During my third pregnancy I started bleeding around 8 weeks. At this time, we had a one-year-old son at home (my first pregnancy was an early miscarriage of twins). I went to the emergency department for the bleeding, fearing the worst. We were so happy to see his little heartbeat fluttering away. Since I was bleeding, the doctor said they would give me RhoGAM®, since I am Rh-. This was news to me as I had not received RhoGAM® in either of my two previous pregnancies. I was so certain I was Rh+ that I made them re-draw my blood. Sure enough, it came back as Rh- again. I kept pushing back, confused about how this could happen. A nurse popped his head in the room and said, “I think you are just confused – you are Rh- but positive for antibodies, so that’s probably what you are thinking of.” That was the first time we were told I had antibodies, but no one in the hospital understood at the time what it meant.

It was a weekend, and they called my regular obstetrician. She asked if I would consent to the RhoGAM® anyway while we sort it all out. I said yes. My husband is in the medical field, and I have a vivid memory of the moment he connected the dots. His face changed while they were preparing the RhoGAM® injection. He looked at me and said “It’s too late.”

As it turned out, I have a partial D antigen which made my blood type come up as both Rh- and Rh+ depending on the sensitivity of the blood test. We ran the antibody type and screen and found out I had a low titer of Anti-S. I asked my OB if we could have more kids after this one, and she said, “let’s just get through this one first and see.” That pregnancy was stressful, because I found myself making my own treatment plan and twisting arms to adhere to it. How lucky we were to have a Coombs negative son (my husband was heterozygous for S), an induced VBAC at 38 weeks. After his delivery, my OB told me that I tested positive for Anti-E at my most recent type-and-screen. We would “deal with it” next pregnancy.

Heterozygous antigens and hdfn

For my most recent pregnancy with our third son, I started and ended with low titers of both Anti-S and Anti-E (highest value was 4). I had several large hemorrhages, which were not caused by my alloimmunization, but my doctors believe my tendency to bleed in pregnancies is what caused my alloimmunization to begin with. Our youngest was born at 38w, also an induced VBAC, this time with no pain meds, just like I had hoped. After his delivery, I had retained placenta and began to hemorrhage.
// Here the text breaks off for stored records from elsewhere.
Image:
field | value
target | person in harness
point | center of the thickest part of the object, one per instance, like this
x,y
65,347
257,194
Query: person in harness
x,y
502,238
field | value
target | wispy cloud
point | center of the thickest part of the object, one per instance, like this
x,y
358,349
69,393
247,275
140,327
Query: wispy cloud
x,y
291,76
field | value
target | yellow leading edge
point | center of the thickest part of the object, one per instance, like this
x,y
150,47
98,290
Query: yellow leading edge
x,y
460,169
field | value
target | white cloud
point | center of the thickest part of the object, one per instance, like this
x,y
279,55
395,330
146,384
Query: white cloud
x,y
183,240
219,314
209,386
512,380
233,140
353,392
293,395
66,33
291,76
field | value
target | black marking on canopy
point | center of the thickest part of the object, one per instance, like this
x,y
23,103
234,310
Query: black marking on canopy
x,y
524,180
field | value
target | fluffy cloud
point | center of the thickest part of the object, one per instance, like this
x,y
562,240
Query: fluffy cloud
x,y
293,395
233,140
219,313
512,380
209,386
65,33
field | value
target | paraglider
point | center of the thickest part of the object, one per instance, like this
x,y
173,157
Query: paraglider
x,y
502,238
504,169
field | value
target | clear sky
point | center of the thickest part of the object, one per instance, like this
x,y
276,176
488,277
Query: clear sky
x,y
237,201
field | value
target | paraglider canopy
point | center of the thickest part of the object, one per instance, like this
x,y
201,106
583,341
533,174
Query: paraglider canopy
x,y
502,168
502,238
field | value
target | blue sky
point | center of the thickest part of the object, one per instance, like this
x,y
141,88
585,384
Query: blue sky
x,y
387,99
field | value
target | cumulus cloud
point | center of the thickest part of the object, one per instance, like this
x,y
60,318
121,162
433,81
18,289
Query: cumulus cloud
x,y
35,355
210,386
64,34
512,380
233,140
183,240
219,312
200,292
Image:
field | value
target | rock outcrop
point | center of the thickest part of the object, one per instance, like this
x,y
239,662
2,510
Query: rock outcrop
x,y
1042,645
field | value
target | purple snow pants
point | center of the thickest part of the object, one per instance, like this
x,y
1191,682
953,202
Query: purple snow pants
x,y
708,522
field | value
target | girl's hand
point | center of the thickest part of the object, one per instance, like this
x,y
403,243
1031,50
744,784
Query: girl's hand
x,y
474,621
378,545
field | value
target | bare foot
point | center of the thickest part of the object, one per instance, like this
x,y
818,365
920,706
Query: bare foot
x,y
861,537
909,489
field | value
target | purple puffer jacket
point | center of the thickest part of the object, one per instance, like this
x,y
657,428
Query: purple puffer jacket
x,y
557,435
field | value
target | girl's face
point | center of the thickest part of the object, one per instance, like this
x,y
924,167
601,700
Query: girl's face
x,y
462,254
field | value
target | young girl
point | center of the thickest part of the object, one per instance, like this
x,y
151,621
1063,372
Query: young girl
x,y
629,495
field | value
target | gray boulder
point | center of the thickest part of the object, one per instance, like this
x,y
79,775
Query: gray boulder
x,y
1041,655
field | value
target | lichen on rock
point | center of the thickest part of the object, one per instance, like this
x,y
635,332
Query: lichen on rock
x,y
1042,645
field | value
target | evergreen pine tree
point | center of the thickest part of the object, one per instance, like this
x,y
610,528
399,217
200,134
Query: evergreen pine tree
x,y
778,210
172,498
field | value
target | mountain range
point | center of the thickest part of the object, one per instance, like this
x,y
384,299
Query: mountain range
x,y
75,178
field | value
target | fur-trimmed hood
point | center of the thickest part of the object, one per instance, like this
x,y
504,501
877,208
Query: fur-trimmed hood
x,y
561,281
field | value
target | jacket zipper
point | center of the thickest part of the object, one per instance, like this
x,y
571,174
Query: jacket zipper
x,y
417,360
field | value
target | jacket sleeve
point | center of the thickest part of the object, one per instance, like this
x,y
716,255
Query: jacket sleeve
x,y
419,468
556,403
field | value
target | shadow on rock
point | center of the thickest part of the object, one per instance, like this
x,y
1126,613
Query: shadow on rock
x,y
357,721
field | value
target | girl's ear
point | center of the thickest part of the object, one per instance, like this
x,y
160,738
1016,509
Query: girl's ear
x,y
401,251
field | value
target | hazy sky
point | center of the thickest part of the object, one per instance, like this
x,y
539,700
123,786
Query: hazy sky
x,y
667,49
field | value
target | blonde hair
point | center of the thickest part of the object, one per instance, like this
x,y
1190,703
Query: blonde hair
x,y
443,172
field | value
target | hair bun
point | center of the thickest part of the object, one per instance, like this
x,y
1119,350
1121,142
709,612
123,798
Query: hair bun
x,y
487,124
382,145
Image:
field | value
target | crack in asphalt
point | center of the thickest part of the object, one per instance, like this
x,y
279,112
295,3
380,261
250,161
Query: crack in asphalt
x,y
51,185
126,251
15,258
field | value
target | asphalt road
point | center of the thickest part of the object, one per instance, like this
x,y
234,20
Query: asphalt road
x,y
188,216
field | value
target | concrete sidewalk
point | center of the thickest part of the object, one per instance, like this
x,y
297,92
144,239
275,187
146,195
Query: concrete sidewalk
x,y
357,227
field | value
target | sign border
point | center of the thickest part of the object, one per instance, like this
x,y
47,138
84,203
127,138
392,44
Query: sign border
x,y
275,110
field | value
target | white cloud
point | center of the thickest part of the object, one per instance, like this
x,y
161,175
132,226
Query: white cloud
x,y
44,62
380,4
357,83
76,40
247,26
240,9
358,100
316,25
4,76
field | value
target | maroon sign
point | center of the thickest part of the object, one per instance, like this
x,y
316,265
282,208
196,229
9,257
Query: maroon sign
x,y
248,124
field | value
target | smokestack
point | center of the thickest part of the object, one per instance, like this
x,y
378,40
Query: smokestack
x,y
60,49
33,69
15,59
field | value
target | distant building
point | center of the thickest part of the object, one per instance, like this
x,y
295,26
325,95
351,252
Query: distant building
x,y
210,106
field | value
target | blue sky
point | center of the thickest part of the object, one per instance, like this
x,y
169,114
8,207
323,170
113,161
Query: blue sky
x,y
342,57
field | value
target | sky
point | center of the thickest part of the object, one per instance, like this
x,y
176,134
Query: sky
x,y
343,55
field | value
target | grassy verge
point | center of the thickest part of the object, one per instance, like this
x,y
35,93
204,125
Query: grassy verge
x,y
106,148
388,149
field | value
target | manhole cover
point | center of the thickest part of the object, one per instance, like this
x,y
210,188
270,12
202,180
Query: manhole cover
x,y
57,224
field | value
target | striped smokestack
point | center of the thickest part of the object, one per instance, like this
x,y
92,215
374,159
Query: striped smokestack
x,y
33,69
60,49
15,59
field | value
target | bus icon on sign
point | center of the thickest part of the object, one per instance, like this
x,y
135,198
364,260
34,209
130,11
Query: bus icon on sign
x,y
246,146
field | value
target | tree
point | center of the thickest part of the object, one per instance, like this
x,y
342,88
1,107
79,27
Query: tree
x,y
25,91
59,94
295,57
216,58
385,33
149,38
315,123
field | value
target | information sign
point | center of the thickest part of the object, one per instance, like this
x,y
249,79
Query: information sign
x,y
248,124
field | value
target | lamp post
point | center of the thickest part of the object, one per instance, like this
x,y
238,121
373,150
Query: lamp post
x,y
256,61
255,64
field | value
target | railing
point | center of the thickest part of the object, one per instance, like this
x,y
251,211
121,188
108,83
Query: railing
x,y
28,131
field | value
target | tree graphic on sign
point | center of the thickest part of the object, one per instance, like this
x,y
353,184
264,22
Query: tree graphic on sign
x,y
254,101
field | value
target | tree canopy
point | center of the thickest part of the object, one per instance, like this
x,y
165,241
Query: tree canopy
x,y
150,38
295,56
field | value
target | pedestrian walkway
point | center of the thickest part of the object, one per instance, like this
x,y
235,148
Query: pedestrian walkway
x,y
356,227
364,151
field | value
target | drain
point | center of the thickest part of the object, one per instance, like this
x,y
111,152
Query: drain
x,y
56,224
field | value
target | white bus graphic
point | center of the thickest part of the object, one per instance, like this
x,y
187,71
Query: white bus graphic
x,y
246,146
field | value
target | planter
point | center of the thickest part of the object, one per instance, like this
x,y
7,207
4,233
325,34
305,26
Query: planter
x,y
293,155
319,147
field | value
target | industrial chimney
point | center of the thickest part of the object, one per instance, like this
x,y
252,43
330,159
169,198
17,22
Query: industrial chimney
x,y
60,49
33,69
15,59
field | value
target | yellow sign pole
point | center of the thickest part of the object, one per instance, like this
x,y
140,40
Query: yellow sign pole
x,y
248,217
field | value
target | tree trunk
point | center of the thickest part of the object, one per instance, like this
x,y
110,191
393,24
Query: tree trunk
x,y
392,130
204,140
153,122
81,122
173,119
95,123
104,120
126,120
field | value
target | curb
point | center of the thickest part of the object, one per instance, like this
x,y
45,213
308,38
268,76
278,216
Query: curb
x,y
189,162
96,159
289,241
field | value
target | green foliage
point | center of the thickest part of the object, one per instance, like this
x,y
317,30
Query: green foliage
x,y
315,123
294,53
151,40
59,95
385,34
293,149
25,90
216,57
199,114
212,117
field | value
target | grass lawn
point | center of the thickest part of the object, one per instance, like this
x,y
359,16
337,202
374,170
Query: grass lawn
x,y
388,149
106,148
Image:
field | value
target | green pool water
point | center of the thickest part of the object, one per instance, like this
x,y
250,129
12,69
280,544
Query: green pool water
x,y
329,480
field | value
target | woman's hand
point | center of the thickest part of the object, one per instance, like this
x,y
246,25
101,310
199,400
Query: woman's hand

I was taken to the OR for an emergency D&C. I was so relieved that my doctor had done a type and screen for my blood two days before, so that the correct cross-matched blood was available to me immediately on the delivery floor. I would encourage all alloimmunized mothers to make sure their cross-matched blood has been ordered and readily available on the delivery unit.

After our last son’s birth, he struggled with elevated bilirubin and visible jaundice for about a month, but did not need intervention. Every day I am thankful for the miracle of my children’s health.

Molly induced VBAC after c-seetion

If you could say something to health care providers everywhere, what would it be?

Your alloimmunized patient may have become an “expert” on her disease, because she is scared, and wants to learn in order to help her feel more in control. Listen to her questions, explore her suggestions, and learn along with her. With rare diseases especially, a true partnership between patient and provider is essential.

If you could ask the scientific community to do or to research something, what would it be?

Tell the real story about patient experience. Right now, the few studies that are out there about HDFN outcomes are conducted in large hospital centers with strong protocols for disease management. Ask patients to share their treatment plan for a better representation of the reality of treatment quality across centers and countries.

What would you tell other parents dealing with alloimmunization & HDFN?

You have choices. You can choose to ask questions, you can choose your doctor, you can choose to advocate for your baby, and you can choose not to feel guilty.